Le besó con fuerza y él la sostuvo durante largo rato hasta que finalmente la apartó, esta vez para amenazarla.
– No permitiré que te alejes de mí hasta que hayas consentido en convertirte en la próxima duquesa de Whitfield -le susurró-. Y si no consientes, le diré a todos los que encuentre en esta piscina que eres Wallis Simpson… Disculpa, la duquesa de Windsor. -Aquel título seguía atragantándosele en la garganta, contento de que no le hubieran concedido el derecho a que la llamara Su Alteza Real, algo que habría enfurecido a David-. ¿Estás de acuerdo? -le susurró con decisión antes de besarla-. ¿Lo harás, Sarah?
Pero no tuvo necesidad de volver a preguntárselo. Ella le indicó que sí con un gesto, las lágrimas llenaron sus ojos y él la besó con una exquisita ternura. Transcurrió largo rato antes de soltarla y, al apartarse, le sonrió, se levantó y se envolvió rápidamente con una toalla.
– Entonces ya está arreglado -concluyó, tendiéndole una mano-. ¿Cuándo celebramos la boda?
Sarah, asombrada al oírle hablar así, no acababa de creer que fueran a casarse. ¿Cómo era posible? ¿Cómo se atrevían? ¿Qué diría el rey? ¿Y los padres de ella? ¿Y Jane? ¿Y todos sus amigos…?
– Hablas en serio, ¿verdad? -preguntó mirándole, todavía desconcertada, pero feliz.

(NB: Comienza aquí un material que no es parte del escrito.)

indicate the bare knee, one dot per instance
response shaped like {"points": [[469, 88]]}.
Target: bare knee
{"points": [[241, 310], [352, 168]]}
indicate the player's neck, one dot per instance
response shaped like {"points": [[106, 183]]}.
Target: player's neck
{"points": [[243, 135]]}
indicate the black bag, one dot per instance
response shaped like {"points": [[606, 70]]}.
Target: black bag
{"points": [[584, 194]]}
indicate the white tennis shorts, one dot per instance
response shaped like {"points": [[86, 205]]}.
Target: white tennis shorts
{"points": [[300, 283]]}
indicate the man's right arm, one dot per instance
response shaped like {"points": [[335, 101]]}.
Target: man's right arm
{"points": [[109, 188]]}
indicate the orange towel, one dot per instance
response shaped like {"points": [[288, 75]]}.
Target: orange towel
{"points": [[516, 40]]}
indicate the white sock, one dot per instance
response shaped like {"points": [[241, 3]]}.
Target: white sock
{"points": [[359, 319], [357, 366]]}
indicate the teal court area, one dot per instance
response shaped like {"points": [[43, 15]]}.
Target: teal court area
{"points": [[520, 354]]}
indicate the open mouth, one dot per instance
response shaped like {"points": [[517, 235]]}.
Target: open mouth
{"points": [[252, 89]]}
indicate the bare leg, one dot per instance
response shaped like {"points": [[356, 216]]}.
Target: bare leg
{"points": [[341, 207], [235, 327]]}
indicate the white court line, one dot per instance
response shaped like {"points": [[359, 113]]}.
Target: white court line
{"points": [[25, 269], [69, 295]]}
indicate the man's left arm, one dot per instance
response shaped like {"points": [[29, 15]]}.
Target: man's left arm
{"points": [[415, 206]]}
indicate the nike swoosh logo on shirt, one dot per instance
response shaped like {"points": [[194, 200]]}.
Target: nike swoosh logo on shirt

– Me temo que sí, querida. Te espera toda una vida a mí lado. -Una vida llena de amor por él-. Lo único que quiero saber ahora es la fecha de la boda.

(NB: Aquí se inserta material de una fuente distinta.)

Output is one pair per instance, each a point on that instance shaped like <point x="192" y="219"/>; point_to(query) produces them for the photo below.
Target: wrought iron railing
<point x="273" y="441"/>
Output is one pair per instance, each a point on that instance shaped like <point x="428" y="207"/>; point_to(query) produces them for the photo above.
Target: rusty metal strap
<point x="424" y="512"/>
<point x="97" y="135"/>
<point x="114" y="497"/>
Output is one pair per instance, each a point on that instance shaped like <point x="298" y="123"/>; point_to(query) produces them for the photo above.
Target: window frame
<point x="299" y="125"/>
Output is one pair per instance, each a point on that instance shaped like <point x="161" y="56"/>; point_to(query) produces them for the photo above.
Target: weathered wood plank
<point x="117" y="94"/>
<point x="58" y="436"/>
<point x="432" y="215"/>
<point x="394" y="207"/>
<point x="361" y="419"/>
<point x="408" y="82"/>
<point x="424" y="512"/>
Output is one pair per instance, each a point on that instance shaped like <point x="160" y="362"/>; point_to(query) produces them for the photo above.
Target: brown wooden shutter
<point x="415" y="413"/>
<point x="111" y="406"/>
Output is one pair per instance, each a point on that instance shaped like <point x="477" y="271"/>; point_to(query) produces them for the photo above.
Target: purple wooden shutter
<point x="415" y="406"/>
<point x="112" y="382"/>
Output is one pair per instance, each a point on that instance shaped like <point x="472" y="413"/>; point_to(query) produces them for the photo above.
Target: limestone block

Los ojos de Sarah se nublaron por un instante, sin dejar de mirarle, y cuando se decidió a contestar, lo hizo en voz baja.

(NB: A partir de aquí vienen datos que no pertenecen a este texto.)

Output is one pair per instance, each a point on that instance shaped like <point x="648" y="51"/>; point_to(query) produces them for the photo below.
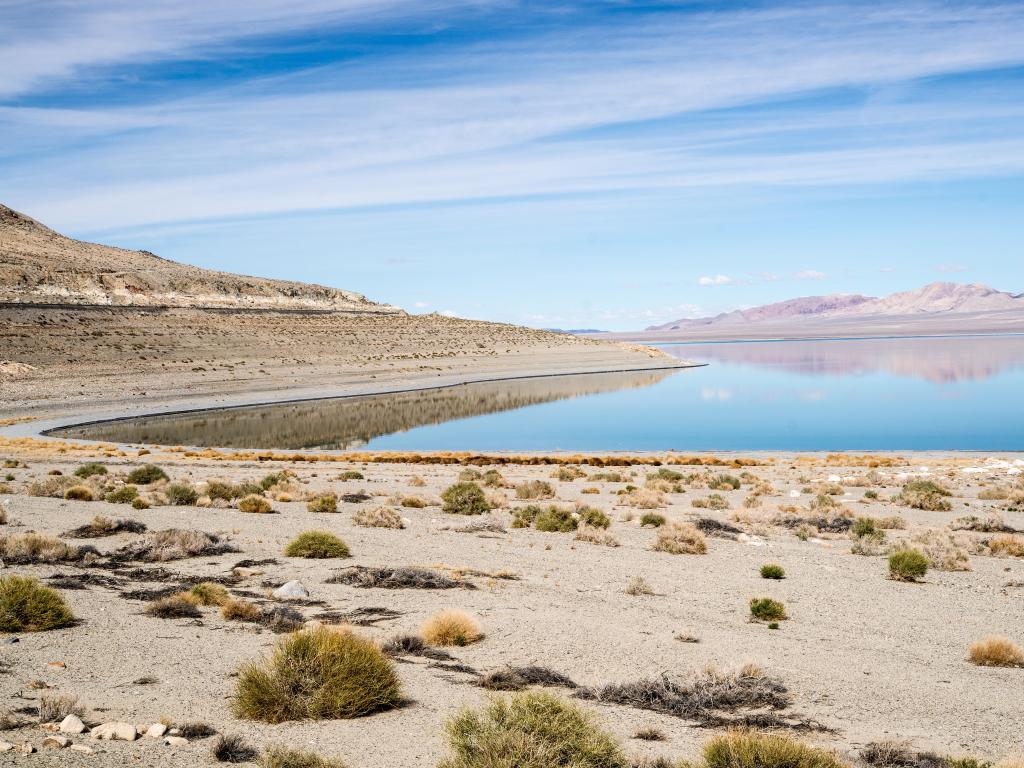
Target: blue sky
<point x="569" y="164"/>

– Mi divorcio será definitivo el diecinueve de noviembre. La fecha de la boda podría ser en cualquier momento después.
– ¿Dispones de tiempo al día siguiente? -preguntó medio en broma, haciéndola reír, emocionada ante lo que le oía decir.
– Creo que podría ser el día de Acción de Gracias.
– Muy bien. ¿Qué soléis comer para esa fecha? ¿Pavo? Pues entonces serviremos pavo en la boda.
Ella pensó en los muchos preparativos que tendría que hacer, y en el trabajo que tendría su madre para esa fecha. Le miró y sonrió tímidamente.
– ¿No sería mejor el primero de diciembre? De ese modo podríamos pasar el día de Acción de Gracias con mi familia y dispondrías de más tiempo para conocerlos a todos antes de la boda.
Pero ambos sabían que, en esta ocasión, serían pocos los invitados. Después del horror de su fiesta de aniversario ella no tenía el menor deseo de celebrar ninguna gran fiesta.
– El primero de diciembre entonces -asintió, atrayéndola hacia sí, con el espléndido paisaje de Venecia al fondo-. En tal caso, señorita Thompson, creo que acabamos de prometernos. ¿Cuándo se lo comunicamos a tus padres?
Parecía un muchacho feliz y ella le contestó con una mueca burlona.
– ¿Te parece bien esta noche, durante la cena?
– Excelente.
Después de haberla acompañado hasta su habitación, William llamó por teléfono a la recepción del hotel y envió un telegrama a su madre, en Whitfield. Decía: «El momento más feliz de mi vida. He querido compartirlo contigo inmediatamente. Sarah y yo nos casaremos en Nueva York el primero de diciembre. Espero que te sientas con ánimos para emprender el viaje. Que Dios te bendiga. Con devoción, William».
Aquella misma noche, en el comedor del hotel, pidió que sirvieran el mejor champaña a modo de aperitivo, a pesar de que normalmente preferían tomarlo a los postres.
– Parece que esta noche vamos a empezar muy temprano, ¿no creéis? -comentó el padre de Sarah antes de tomar un sorbo de champaña, que era de una cosecha excelente.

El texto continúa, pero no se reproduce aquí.